The irony as Mike points out is that as you get closer to becoming your dream it may start to appear as though it really is simple. So perhaps the simpler a thing is the harder it becomes to understand. Well Good Luck, try not to let your body get too damaged from the work you are about to do if you want to reach the dream... Now I'm about to kick this into gear now and I will be back to this post in a few months and say wow, what a long long two years it took to get here.
Moderator Notice
Post was moved from Live Trading Room thread to here. -- Big Mike
Kickerr and others that may be thinking of spending money on training.
May I suggest that you not go to the course and spend your time here at BigMikeTrading. You'll get better, more relevant information here than you will spending $5000 to get training from someone who most likely doesn't trade themselves.
I started on the opposite end where nothing happens in a day, namely Corporate Finance, or as we used to call it, Underwriting. Being cursed with an OR degree and a Canadian business degree, I ended up being transferred to four continents to design sales and trading systems. Despite expert knowledge, when I started trading for myself I still blew myself up several times. I had to learn the basics of humility and discipline.
My focus now is the short-term; it is a necessity because nobody invest any more in America. Also, my wife and son want to eat. I look forward to exchanging information and learning from you all.

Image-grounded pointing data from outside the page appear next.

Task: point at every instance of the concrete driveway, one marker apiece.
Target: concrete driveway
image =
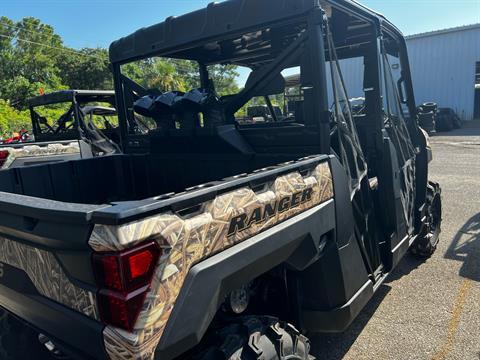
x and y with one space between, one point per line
429 309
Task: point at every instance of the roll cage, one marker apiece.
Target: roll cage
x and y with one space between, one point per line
70 125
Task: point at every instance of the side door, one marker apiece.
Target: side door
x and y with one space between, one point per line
397 176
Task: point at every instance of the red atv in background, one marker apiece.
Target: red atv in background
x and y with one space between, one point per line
20 137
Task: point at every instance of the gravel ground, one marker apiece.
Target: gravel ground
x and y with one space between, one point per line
430 309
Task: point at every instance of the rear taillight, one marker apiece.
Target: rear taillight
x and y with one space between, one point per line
4 154
124 279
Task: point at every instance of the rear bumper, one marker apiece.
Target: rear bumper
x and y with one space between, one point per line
339 319
295 242
76 334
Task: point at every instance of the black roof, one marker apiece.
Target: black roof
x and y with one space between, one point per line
69 95
218 20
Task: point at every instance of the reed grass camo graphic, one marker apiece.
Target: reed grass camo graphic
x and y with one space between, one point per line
186 241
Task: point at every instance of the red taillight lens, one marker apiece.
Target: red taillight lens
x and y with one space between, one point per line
4 154
124 279
139 265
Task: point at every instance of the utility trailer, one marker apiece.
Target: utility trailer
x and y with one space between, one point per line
73 135
211 236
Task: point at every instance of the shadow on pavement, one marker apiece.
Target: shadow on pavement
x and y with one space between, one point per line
465 247
335 346
471 128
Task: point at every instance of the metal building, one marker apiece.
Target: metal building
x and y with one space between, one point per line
445 68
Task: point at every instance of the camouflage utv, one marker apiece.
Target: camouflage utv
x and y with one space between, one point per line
215 236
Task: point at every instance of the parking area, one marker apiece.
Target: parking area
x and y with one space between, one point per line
429 309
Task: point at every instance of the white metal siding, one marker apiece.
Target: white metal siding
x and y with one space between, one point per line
443 69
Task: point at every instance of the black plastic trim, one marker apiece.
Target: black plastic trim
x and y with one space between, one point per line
74 331
209 281
124 212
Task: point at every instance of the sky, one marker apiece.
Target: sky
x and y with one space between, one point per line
92 23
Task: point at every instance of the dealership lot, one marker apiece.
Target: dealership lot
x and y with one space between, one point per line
429 310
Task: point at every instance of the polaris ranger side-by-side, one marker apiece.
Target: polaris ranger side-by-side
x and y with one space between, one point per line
217 237
73 135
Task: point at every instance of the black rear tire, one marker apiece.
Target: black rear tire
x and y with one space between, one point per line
253 337
19 342
427 241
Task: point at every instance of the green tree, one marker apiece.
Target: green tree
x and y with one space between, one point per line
29 52
86 69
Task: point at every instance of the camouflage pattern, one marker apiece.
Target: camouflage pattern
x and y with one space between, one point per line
47 276
36 150
186 241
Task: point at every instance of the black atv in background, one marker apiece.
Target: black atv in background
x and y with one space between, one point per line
427 117
88 127
447 120
215 236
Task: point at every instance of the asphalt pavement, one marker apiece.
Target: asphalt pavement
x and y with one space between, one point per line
429 310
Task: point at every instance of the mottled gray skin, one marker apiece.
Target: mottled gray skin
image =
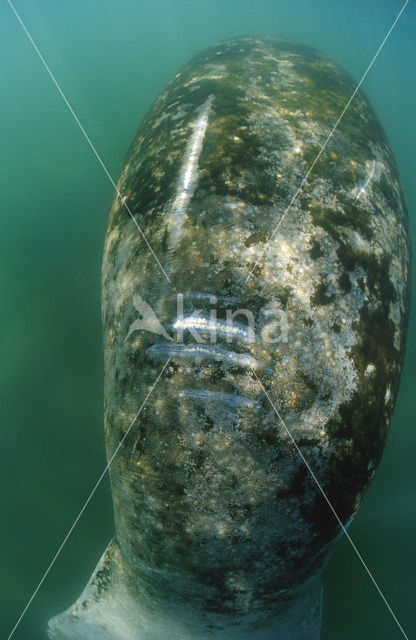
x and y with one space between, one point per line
220 530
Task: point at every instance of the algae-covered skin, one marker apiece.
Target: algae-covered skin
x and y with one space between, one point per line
221 532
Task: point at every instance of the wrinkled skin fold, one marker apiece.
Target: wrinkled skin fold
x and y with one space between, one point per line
221 532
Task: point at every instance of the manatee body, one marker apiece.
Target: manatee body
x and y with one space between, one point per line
221 532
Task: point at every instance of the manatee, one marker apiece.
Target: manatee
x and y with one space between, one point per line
267 321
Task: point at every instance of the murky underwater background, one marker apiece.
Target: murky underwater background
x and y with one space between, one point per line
112 59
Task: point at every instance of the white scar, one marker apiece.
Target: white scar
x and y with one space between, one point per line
188 173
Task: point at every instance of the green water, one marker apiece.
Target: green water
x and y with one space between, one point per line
112 59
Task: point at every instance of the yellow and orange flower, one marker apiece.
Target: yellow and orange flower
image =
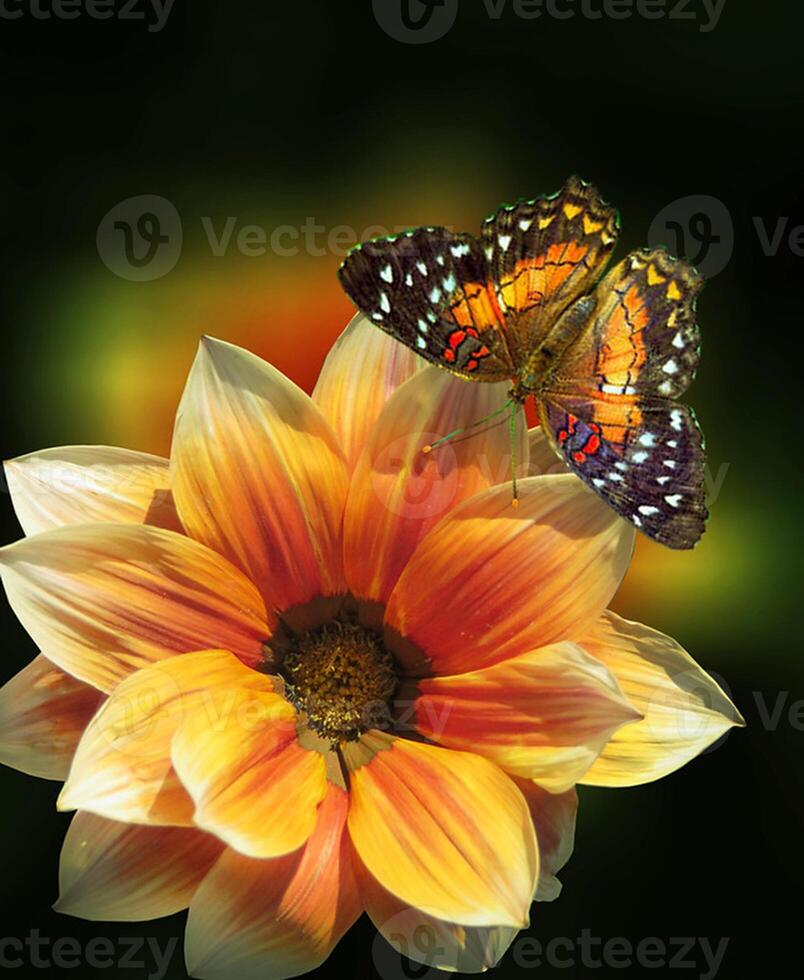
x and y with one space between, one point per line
301 670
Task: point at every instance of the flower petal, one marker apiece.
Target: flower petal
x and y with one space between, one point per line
122 768
123 872
90 485
504 581
554 816
445 832
266 920
398 493
43 713
424 939
684 709
105 599
258 475
544 715
361 372
252 783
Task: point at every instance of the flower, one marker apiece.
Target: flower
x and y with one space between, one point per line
303 671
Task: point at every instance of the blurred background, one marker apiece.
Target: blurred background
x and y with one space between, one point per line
203 169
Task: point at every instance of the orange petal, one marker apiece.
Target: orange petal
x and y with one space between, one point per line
43 713
398 492
259 476
123 872
502 581
276 918
105 599
445 832
425 939
252 783
554 816
122 767
684 709
545 715
90 485
360 374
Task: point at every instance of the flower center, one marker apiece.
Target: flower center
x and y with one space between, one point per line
342 677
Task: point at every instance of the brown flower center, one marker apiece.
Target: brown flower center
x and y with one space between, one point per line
342 677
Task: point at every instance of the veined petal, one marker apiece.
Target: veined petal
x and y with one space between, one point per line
251 781
434 942
554 816
361 372
684 709
502 581
398 492
270 919
90 485
544 715
258 475
105 599
122 768
124 872
43 713
445 832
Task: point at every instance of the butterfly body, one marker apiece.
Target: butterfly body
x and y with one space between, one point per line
604 357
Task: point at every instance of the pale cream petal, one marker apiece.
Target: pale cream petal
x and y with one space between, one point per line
43 713
258 475
106 599
276 918
502 581
445 832
361 372
90 485
398 493
124 872
122 768
684 709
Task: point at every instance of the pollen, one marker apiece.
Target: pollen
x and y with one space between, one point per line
343 679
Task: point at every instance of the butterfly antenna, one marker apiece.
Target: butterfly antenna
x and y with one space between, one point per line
486 418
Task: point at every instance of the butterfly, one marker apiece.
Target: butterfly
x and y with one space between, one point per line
605 356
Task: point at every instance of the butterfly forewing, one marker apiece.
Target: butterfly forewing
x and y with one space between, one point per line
543 255
429 289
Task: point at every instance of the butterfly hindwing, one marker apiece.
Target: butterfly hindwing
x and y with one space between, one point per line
429 289
544 254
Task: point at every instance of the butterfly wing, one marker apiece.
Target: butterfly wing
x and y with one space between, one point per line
429 289
610 413
543 255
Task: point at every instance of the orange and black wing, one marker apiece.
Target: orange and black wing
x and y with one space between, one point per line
543 255
429 289
609 410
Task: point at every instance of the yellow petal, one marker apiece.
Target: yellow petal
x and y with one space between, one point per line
684 710
276 918
252 783
361 372
554 816
544 715
502 581
425 939
258 475
122 768
445 832
123 872
106 599
43 713
398 492
90 485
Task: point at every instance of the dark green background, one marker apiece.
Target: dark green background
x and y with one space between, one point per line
276 111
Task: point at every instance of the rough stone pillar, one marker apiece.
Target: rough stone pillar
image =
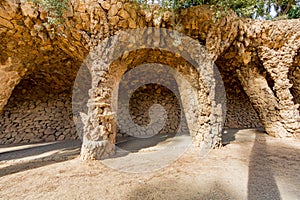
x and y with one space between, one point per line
9 78
267 104
277 64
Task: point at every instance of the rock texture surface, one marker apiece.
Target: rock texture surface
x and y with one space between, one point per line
258 61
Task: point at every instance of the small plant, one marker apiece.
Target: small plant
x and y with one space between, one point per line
54 8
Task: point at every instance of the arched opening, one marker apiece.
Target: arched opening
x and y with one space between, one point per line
39 109
199 88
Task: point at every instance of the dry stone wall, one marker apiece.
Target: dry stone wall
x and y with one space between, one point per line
35 117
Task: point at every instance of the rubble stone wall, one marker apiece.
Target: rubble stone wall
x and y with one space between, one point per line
32 116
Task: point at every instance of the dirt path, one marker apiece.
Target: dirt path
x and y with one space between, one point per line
252 166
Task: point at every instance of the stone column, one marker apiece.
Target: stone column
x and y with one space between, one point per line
9 78
99 124
277 64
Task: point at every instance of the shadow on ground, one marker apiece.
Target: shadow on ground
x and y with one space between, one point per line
33 156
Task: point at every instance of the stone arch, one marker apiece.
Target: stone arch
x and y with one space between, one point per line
110 61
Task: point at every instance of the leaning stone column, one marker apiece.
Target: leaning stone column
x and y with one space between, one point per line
99 124
9 78
277 64
262 99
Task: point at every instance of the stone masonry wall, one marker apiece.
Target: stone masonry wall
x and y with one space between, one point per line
32 116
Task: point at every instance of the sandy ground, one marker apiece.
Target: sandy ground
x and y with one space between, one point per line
251 166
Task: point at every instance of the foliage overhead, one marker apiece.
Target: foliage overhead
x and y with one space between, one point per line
258 9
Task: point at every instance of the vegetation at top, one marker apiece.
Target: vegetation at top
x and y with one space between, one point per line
257 9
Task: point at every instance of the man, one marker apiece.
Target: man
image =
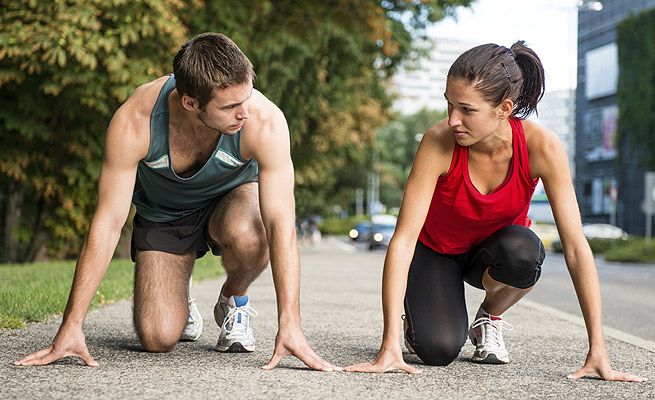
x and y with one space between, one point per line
205 159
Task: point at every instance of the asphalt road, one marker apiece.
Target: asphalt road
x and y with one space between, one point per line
628 292
342 318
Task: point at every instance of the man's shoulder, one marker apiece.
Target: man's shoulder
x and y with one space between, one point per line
262 109
141 102
130 125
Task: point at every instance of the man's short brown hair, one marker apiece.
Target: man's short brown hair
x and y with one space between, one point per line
210 60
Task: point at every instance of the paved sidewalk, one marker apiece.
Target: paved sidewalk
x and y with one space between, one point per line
342 318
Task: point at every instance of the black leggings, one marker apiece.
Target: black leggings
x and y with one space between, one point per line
435 308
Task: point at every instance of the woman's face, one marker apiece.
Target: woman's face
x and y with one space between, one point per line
470 117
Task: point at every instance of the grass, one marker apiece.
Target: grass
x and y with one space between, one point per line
38 291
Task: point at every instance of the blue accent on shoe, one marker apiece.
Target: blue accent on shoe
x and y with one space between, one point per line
241 301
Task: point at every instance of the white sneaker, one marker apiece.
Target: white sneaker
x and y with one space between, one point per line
193 328
234 318
408 345
486 333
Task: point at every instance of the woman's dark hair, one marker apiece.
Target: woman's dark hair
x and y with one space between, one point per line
500 73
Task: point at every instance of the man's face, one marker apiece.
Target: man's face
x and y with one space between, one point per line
227 111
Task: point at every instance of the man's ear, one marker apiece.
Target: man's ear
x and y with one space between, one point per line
505 109
190 103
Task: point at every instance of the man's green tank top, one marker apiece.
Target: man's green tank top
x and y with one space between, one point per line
161 195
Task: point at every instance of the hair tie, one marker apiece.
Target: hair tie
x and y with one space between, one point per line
506 71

Most of the guys I went to Ivey with are doing ok and last I checked investment flows are heading into USA. Well, I guess I'm lucky, no wifey and children to feed. There is a 99% chance of starving to death while learning how to trade, and it takes a long time and all of your time, so you really have to ask yourself honestly are you in a position to do that? The marketing crap from everybody trying to sell you something is just designed to make you think unrealistically and to extract your money. Hard questions. I'm in rags, I don't recommend it to people who are not comfortable in such a literal state of affairs...
I was attracted to your site by discussion on AMP Trading/NinjaTrader/Zen-Fire combination. I've been AMP's happy, if not exactly profitable, customer for about 5 years. It wasn't their fault though.
I have done a number of online courses and trading rooms over 3 years. I think a good one can give you a head start for sure, but there are some really crappy ones out there also.
However to be honest, I think 4 months is an unrealistic period to become profitable. Very few traders would become consistant after 4 months.
Once you have some ideas of how the market works, how it moves from one area to another, S/R etc, then you just need chart time, and probably years, the more you watch those charts, the more you get the market into you and then one day you realize that you can trade ! I when I say watch the chart, I mean not just reviewing them, but watching them get drawn.
I'm not sure why the course you are looking at would give students $25,000 to trade, surely they would have better returns if they traded it themselves ? I'de look into it carefully ... if its too good to be true ............
I tend to support the JoeBlow's view on courses. I'm not familiar with these guys but I know a little bit about Market Profile they seem to live by. A few years back I bought a Market Profile course by CSI and spent over a year learning everything there is to know about it. Needless to say I found it absolutely useless as a practical method of trading. IMO it's just a little peg in the vast universe of trading tools. You can get a very good idea about the method from a free MP course by CBOT and from a few books on the subject by Steidlmayer (the founding father), Moynihan, and Jones.